Dalam konteks masyarakat yang lebih luas, taawun dapat diwujudkan melalui berbagai kegiatan sosial, seperti membantu masyarakat miskin, memberikan pelatihan keterampilan, membersihkan lingkungan, dan membangun fasilitas umum. Bantuan tidak selalu berupa materi, namun juga dapat berupa dukungan moral, informasi, dan pengetahuan.
Rasulullah SAW bersabda: "…dan Allah akan menolong seorang hamba ketika si hamba tersebut (suka) memberikan pertolongan kepada saudaranya (yang lain)…" (HR Muslim)
Hadits ini menegaskan bahwa Allah SWT akan memberikan pertolongan kepada hamba-Nya yang gemar menolong sesama.
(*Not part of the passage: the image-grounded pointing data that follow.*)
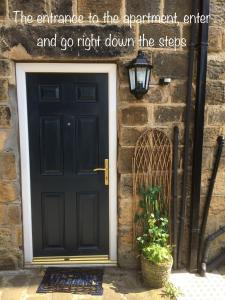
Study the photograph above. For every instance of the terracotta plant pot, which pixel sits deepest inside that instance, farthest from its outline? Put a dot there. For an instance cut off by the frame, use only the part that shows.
(155, 275)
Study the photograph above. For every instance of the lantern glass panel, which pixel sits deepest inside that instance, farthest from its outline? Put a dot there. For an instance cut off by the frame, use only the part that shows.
(132, 79)
(148, 78)
(141, 76)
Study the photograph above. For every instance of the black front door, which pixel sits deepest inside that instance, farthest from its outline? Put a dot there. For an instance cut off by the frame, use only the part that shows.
(68, 138)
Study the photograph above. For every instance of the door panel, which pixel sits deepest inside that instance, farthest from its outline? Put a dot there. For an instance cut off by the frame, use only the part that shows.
(51, 148)
(68, 137)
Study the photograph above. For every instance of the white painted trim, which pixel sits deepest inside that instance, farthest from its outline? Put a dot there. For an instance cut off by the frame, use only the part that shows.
(21, 70)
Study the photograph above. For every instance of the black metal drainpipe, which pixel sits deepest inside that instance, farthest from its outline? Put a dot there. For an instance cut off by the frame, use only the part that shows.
(221, 142)
(195, 8)
(198, 138)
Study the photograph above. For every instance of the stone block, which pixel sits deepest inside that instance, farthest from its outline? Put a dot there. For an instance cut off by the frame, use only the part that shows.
(125, 160)
(129, 136)
(5, 236)
(19, 236)
(142, 7)
(33, 8)
(3, 213)
(7, 192)
(216, 68)
(167, 114)
(216, 116)
(157, 31)
(61, 7)
(3, 90)
(96, 7)
(3, 139)
(125, 189)
(174, 65)
(27, 37)
(8, 262)
(179, 92)
(215, 39)
(5, 116)
(7, 166)
(2, 8)
(181, 7)
(215, 92)
(156, 94)
(134, 116)
(14, 215)
(210, 136)
(5, 67)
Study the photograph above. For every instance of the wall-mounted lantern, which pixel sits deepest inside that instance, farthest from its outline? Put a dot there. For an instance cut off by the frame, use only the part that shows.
(139, 75)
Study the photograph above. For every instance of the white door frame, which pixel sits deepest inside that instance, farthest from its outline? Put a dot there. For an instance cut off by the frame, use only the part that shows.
(21, 70)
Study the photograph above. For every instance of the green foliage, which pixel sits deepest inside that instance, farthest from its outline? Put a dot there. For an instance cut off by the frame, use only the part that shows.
(153, 242)
(156, 253)
(152, 202)
(171, 291)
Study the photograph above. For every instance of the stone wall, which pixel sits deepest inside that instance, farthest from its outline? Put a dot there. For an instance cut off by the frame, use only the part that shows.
(163, 107)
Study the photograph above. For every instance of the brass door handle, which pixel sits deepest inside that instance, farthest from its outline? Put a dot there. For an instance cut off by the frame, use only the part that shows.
(105, 170)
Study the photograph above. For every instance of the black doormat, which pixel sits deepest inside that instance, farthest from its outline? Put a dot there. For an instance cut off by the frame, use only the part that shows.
(72, 280)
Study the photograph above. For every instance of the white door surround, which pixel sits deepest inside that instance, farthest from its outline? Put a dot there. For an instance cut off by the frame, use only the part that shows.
(21, 70)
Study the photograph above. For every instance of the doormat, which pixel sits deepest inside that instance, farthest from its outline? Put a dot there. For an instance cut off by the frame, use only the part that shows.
(72, 280)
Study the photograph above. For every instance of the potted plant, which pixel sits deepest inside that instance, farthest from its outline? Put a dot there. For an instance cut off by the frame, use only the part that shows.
(155, 252)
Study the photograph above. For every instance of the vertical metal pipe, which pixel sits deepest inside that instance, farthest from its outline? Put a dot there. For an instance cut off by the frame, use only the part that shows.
(198, 138)
(195, 6)
(174, 193)
(220, 141)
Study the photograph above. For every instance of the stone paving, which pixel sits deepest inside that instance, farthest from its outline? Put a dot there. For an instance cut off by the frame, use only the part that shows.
(118, 284)
(195, 287)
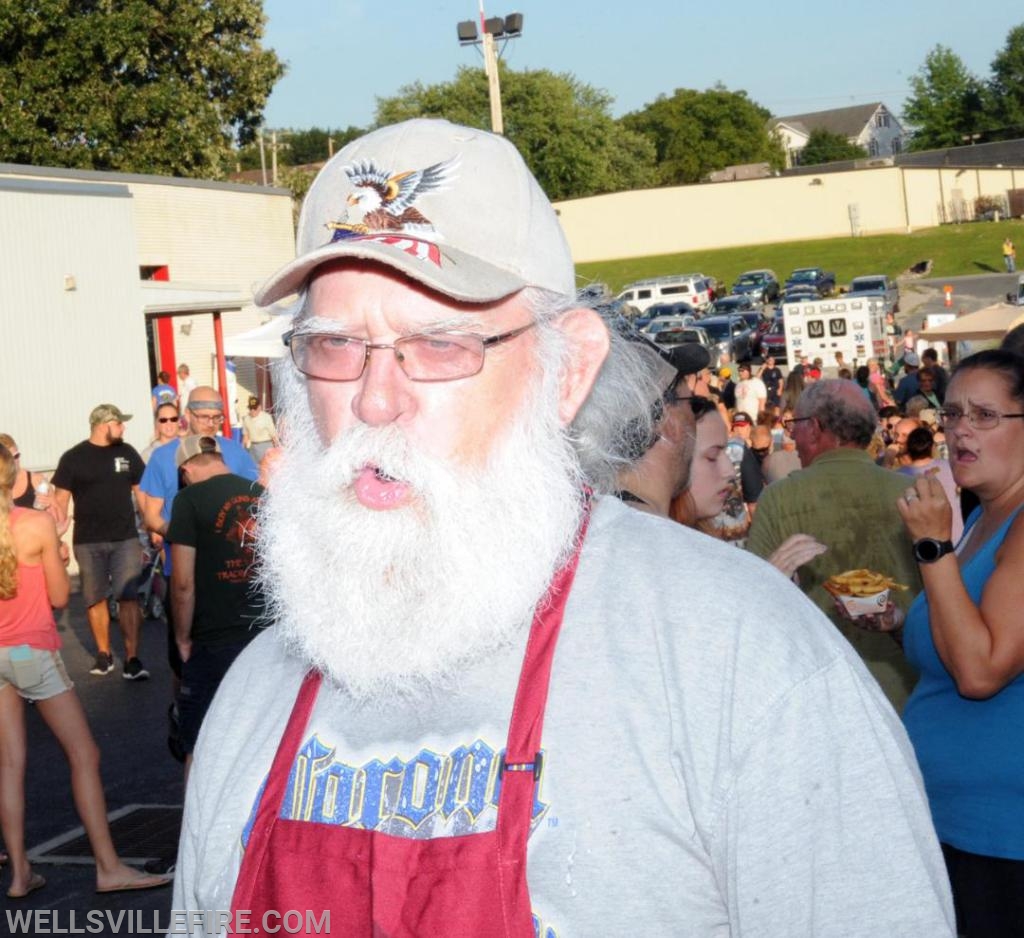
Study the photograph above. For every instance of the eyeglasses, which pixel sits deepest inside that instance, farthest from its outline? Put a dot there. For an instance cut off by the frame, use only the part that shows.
(428, 356)
(700, 406)
(980, 418)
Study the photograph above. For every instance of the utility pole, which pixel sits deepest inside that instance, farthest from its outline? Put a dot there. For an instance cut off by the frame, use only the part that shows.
(485, 35)
(491, 70)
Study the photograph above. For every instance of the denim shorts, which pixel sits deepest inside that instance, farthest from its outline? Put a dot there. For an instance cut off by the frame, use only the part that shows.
(110, 566)
(51, 676)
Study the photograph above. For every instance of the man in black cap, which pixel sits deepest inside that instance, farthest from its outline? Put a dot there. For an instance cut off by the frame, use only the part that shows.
(660, 470)
(102, 473)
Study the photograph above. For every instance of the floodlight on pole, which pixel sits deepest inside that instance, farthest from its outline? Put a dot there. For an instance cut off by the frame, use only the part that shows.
(504, 28)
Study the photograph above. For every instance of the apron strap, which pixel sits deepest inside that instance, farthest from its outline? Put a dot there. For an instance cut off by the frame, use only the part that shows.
(522, 763)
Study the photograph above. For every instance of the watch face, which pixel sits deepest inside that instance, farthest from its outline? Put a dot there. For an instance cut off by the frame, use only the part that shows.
(928, 550)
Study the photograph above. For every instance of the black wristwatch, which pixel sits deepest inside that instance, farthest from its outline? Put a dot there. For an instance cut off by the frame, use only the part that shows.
(928, 550)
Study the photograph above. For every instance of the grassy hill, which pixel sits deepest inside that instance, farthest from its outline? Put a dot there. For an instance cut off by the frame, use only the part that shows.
(953, 249)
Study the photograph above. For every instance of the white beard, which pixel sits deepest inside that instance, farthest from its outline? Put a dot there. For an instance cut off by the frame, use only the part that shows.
(398, 602)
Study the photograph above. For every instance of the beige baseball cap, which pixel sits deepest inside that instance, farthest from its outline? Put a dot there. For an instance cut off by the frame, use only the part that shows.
(196, 444)
(108, 413)
(452, 207)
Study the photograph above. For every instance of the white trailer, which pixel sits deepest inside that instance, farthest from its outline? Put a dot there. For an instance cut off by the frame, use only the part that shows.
(818, 329)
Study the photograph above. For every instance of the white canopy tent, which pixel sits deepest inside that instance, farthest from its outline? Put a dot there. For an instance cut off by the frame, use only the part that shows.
(991, 323)
(262, 342)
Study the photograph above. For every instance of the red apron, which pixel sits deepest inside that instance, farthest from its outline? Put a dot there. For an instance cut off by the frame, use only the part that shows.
(471, 886)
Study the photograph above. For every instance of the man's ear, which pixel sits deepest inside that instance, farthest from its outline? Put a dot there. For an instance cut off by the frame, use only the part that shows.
(587, 341)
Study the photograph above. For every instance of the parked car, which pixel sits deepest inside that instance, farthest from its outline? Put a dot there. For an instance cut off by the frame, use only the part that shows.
(680, 310)
(773, 341)
(688, 287)
(762, 285)
(670, 338)
(659, 324)
(877, 285)
(822, 281)
(731, 304)
(797, 294)
(729, 334)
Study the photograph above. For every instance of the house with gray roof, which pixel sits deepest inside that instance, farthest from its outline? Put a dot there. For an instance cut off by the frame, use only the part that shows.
(872, 126)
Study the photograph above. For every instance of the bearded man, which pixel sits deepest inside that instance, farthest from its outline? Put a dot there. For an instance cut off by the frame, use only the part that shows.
(476, 662)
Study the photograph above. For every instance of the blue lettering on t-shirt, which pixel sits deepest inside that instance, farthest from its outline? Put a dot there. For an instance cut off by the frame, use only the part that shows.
(428, 795)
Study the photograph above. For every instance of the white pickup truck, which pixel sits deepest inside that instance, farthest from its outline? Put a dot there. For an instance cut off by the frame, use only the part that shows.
(877, 285)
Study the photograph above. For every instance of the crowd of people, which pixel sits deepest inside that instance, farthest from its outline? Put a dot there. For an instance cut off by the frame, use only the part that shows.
(543, 591)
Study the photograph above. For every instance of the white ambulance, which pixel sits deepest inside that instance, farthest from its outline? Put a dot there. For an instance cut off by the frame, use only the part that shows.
(818, 329)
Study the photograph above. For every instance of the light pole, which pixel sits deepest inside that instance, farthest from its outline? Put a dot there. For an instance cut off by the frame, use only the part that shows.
(506, 28)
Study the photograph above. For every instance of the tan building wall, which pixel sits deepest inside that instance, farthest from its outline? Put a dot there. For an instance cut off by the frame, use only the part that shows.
(73, 332)
(763, 211)
(208, 235)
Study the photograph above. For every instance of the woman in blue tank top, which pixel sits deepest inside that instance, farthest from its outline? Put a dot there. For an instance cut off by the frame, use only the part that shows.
(965, 635)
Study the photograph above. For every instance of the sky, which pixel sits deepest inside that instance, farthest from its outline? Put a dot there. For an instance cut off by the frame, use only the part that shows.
(791, 56)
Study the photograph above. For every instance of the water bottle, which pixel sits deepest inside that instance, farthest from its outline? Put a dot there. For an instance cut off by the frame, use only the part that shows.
(42, 492)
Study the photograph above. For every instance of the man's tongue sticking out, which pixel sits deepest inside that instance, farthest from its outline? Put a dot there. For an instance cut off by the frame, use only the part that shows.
(378, 491)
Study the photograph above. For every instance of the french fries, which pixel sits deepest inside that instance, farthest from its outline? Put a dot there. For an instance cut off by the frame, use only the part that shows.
(860, 583)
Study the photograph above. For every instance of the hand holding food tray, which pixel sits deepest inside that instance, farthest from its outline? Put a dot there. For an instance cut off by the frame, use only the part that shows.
(863, 594)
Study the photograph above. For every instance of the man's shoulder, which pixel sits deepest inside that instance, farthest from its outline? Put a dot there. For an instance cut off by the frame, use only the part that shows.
(686, 627)
(77, 450)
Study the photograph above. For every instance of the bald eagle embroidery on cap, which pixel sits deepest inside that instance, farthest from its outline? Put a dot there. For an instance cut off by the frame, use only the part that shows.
(383, 203)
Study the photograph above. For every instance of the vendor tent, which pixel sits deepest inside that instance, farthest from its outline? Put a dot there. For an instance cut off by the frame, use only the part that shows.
(262, 342)
(990, 323)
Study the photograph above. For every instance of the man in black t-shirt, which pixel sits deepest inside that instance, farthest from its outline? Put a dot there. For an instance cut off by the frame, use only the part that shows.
(771, 375)
(101, 474)
(217, 607)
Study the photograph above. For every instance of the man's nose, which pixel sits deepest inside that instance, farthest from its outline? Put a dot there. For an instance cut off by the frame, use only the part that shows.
(385, 392)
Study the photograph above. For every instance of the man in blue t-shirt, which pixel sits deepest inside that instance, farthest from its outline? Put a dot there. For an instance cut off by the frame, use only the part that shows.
(205, 413)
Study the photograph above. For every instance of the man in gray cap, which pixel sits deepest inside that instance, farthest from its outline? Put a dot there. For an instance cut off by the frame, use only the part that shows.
(478, 659)
(101, 474)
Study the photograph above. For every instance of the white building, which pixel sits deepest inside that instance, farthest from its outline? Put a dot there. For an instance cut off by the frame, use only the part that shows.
(872, 126)
(107, 279)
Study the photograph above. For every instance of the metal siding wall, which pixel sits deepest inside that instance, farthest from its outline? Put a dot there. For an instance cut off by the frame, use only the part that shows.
(214, 237)
(66, 351)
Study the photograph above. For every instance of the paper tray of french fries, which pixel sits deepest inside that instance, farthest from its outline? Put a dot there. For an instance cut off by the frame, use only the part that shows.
(862, 592)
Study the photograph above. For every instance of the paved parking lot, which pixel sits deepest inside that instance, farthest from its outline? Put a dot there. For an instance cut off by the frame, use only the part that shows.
(129, 721)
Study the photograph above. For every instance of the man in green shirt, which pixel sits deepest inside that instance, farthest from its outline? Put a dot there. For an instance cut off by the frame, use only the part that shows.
(849, 504)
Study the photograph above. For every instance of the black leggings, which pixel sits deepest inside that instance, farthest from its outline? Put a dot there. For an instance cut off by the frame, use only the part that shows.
(988, 893)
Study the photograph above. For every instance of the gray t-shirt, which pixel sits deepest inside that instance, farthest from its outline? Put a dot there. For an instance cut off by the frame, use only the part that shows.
(705, 773)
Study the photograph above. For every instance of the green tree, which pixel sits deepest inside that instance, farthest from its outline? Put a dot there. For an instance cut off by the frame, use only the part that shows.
(697, 132)
(946, 105)
(1006, 98)
(151, 86)
(298, 147)
(561, 126)
(825, 146)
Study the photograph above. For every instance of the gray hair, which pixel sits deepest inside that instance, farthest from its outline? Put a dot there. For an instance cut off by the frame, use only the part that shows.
(841, 409)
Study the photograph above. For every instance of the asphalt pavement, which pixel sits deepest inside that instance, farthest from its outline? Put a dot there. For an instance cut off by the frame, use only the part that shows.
(142, 781)
(919, 298)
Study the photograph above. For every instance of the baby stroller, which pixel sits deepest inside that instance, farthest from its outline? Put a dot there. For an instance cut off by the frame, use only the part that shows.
(152, 587)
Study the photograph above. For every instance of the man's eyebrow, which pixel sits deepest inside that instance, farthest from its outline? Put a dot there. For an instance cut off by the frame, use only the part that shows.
(449, 324)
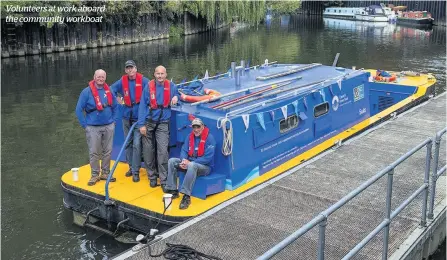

Taawun bukan hanya tindakan sosial yang mulia, namun juga merupakan investasi spiritual yang akan mendatangkan pahala dan keberkahan dari Allah SWT.
Kesimpulan
Taawun merupakan ajaran Islam yang sangat penting dalam membangun masyarakat yang adil, sejahtera, dan bermartabat. Ia bukan sekadar tindakan saling membantu, namun juga manifestasi dari nilai-nilai keimanan, kasih sayang, dan tanggung jawab sosial. Penerapan taawun harus dilakukan secara bijak dan sesuai dengan syariat Islam, dengan menghindari segala bentuk bantuan yang mendukung perbuatan dosa dan kejahatan. Dengan mengamalkan nilai-nilai taawun, kita dapat membangun kehidupan yang lebih harmonis, saling mendukung, dan penuh keberkahan. Teladan Rasulullah SAW dan para sahabat menjadi inspirasi bagi kita untuk senantiasa mengamalkan nilai-nilai taawun dalam kehidupan sehari-hari.